The config is pretty standard - I copped mine from the Confluent tutorial. but there are a few modifications for our use case.
POST
localhost:8083/connectors
{
"name":"postgres.connector",
"config":{
"connector.class":"io.confluent.connect.jdbc.JdbcSourceConnector",
"tasks.max":"1",
"connection.url":"jdbc:postgresql://postgres:5432/scrabble_helper",
"connection.user":"postgres",
"connection.password":"postgres",
"mode":"incrementing",
"incrementing.column.name":"id",
"topic.prefix":"postgres.sourced."
}
}
(note the connection.url
which specifies a postgres driver type, the PG address on the Docker network, and the name of our database)
Let’s check ZooKeeper to see if our new topics exist
# OSX TIP: `brew install kafka` for quick access to the cli.
kafka-topics --zookeeper localhost:2181 --list
# ...
# postgres.sourced.greetings
# postgres.sourced.words
Our new topics are there. Let’s consume from one to be sure it has messages:
kafka-console-consumer --bootstrap-server localhost:9091 --topic postgres.sourced.greetings --from-beginning
There should be 4 messages. The text will be jumbled because we are in Avro format.
Schemas
Speaking of Avro, let’s check the schema registry.
There’s the auto-generated schemas for our PG Tables.
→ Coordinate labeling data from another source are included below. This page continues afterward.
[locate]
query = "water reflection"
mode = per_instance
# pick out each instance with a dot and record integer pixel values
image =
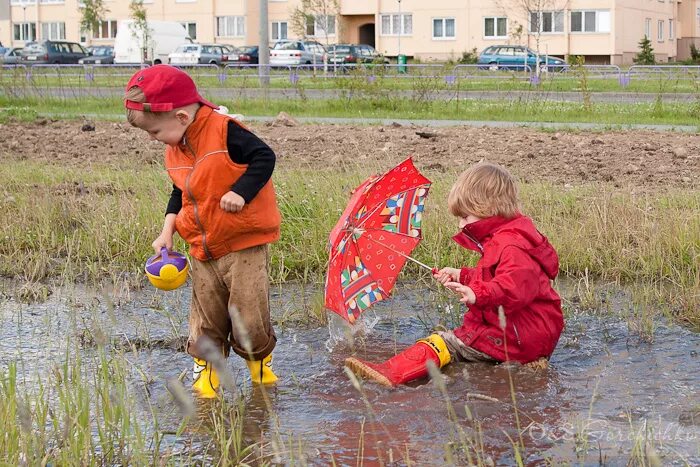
(605, 390)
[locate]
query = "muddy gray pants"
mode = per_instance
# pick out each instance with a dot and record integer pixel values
(461, 352)
(230, 304)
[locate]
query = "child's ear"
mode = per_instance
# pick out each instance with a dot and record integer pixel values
(182, 116)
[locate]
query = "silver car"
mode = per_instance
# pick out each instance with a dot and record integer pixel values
(11, 56)
(196, 54)
(293, 53)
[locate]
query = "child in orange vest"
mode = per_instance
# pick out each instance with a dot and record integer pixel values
(223, 204)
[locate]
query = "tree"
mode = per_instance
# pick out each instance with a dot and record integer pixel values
(646, 53)
(93, 11)
(139, 27)
(313, 16)
(542, 16)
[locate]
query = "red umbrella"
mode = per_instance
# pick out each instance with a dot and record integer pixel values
(371, 242)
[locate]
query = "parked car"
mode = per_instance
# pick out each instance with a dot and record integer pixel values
(354, 54)
(53, 52)
(99, 55)
(164, 37)
(193, 54)
(11, 56)
(291, 53)
(516, 56)
(247, 55)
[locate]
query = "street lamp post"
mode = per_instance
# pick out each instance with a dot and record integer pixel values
(25, 26)
(400, 27)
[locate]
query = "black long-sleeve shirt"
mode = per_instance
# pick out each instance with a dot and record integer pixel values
(243, 148)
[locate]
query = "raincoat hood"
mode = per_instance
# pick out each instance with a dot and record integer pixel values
(518, 231)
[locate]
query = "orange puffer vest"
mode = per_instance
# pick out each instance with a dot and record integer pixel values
(201, 167)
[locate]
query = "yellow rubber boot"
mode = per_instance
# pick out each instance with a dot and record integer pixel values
(206, 381)
(261, 370)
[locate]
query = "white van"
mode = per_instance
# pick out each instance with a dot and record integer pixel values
(164, 37)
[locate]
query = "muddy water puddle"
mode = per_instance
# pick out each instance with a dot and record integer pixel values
(606, 392)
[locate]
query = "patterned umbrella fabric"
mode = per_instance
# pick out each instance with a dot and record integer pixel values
(374, 237)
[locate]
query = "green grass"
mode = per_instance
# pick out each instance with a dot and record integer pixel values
(88, 224)
(675, 81)
(379, 105)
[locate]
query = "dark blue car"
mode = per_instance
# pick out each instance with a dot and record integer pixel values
(515, 57)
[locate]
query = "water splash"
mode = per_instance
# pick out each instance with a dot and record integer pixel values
(340, 332)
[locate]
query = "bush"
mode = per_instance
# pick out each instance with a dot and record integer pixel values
(646, 53)
(694, 54)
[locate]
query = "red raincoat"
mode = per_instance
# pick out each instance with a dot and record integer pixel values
(514, 271)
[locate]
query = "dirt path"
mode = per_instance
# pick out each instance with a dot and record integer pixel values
(639, 160)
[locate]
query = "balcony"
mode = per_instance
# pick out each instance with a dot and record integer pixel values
(358, 7)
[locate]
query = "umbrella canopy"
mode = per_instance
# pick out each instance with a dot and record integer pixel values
(371, 242)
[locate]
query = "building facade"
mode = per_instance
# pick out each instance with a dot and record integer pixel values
(604, 31)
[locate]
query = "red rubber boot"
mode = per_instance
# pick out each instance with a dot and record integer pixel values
(409, 365)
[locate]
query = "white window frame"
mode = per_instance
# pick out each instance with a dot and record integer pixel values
(111, 30)
(25, 30)
(186, 25)
(231, 23)
(402, 24)
(598, 14)
(276, 29)
(444, 20)
(647, 28)
(53, 30)
(495, 27)
(540, 21)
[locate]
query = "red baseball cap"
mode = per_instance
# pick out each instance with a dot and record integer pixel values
(166, 88)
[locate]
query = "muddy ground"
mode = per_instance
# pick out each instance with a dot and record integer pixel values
(639, 160)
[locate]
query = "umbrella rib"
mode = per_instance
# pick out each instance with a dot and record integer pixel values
(399, 253)
(380, 204)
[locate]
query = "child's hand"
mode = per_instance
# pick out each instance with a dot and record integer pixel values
(163, 240)
(446, 275)
(467, 293)
(232, 202)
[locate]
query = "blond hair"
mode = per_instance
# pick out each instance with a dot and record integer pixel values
(484, 190)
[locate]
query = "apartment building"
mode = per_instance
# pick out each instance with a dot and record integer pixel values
(604, 31)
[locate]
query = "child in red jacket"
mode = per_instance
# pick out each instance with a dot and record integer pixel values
(513, 314)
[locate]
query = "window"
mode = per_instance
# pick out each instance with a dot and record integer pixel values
(647, 28)
(105, 30)
(671, 31)
(321, 25)
(590, 21)
(24, 31)
(231, 26)
(53, 31)
(495, 27)
(546, 21)
(394, 24)
(443, 28)
(279, 30)
(191, 28)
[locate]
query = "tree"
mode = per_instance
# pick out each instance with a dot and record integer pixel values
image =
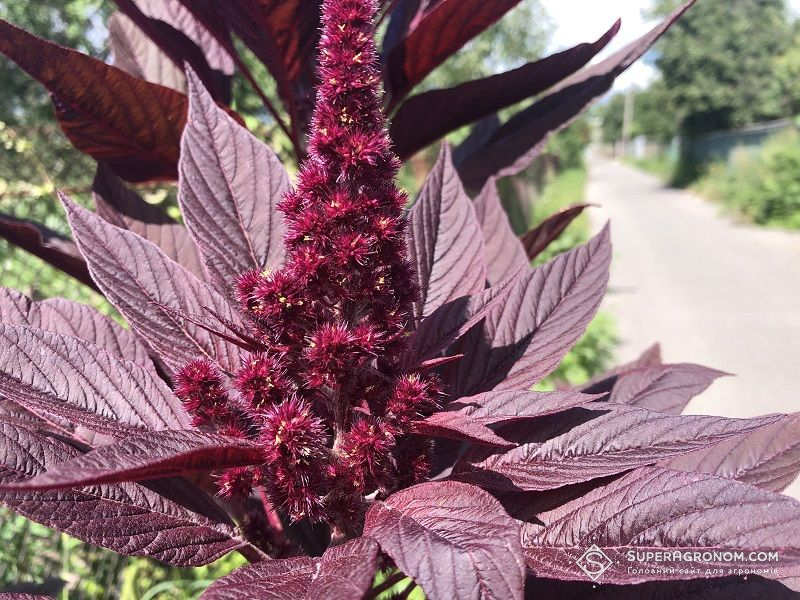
(611, 114)
(718, 62)
(654, 115)
(522, 36)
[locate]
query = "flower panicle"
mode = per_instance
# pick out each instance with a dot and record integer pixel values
(327, 397)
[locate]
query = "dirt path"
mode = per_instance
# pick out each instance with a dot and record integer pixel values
(712, 291)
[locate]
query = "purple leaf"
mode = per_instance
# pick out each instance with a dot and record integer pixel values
(139, 279)
(453, 319)
(541, 236)
(229, 185)
(124, 208)
(177, 15)
(176, 45)
(58, 315)
(426, 117)
(542, 319)
(53, 374)
(747, 587)
(506, 406)
(504, 252)
(768, 458)
(138, 55)
(454, 539)
(444, 239)
(577, 446)
(51, 247)
(282, 36)
(652, 509)
(148, 456)
(128, 518)
(512, 146)
(344, 572)
(458, 426)
(667, 388)
(132, 124)
(604, 382)
(441, 32)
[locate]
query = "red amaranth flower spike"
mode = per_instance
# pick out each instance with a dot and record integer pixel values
(329, 388)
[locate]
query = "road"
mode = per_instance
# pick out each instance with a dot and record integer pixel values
(711, 290)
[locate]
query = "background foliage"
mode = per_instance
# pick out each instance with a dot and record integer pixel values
(37, 159)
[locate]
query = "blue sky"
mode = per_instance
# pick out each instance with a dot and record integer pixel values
(584, 20)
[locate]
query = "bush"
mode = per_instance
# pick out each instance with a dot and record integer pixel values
(763, 186)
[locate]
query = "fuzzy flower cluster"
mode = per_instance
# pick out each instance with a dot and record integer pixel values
(327, 397)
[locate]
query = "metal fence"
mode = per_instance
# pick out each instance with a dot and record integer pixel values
(720, 145)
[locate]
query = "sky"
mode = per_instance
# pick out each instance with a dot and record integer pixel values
(585, 20)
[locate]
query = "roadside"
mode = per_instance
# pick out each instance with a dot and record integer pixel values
(710, 290)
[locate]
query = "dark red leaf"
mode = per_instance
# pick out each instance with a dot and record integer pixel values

PG makes this easy as each column provides a type and the data structure is inherently flat.
Here’s the inferred schema for the Greetings Table: http://localhost:8081/subjects/postgres.sourced.greetings-value/versions/latest
{
"type":"record",
"name":"greetings",
"fields":[
{
"name":"id",
"type":"int"
},
{
"name":"language",
"type":"string"
},
{
"name":"content",
"type":"string"
},
{
"name":"create_date",
"type":{
"type":"long",
"connect.version":1,
"connect.name":"org.apache.kafka.connect.data.Timestamp",
"logicalType":"timestamp-millis"
}
}
],
"connect.name":"greetings"
}
There’s also a connect.name
field that seems to have been added automatically as metadata which is interesting.
Ok, so now our data is in Kafka and conforms to a schema. Let’s set up a sink.
Sink
We’ll use the basic Apache FileStreamSinkConnector
config for a local File Connector:
POST
localhost:8083/connectors
{
"name":"greetings.sink",
"config":{
"connector.class":"org.apache.kafka.connect.file.FileStreamSinkConnector",
"tasks.max":"1",
"topics":"postgres.sourced.greetings",
"file":"/tmp/data/data.txt"
}
}
In your terminal:
tail -f data/data.txt
There we should see our 4 records which have completed their journey from PG to a local Sink.
–
Let’s watch it in real time. In one terminal pane, tail -f data/data.txt
In another,
docker exec -it postgres psql -U postgres
\connect scrabble_helper
insert into greetings (language, content) values ('Czech', 'Ahoj');
Records are now showing up in the file moments after being added to Postgres.
A basic but real-time data pipeline!
–
Note that delete from greetings where id=3;
does not show up in the topic and therefore the sink. so we are not streaming updates from the database, merely appends. I may explore another type of mode
for this Kafka Connect JDBC connector at a later time which may allow for streaming updates.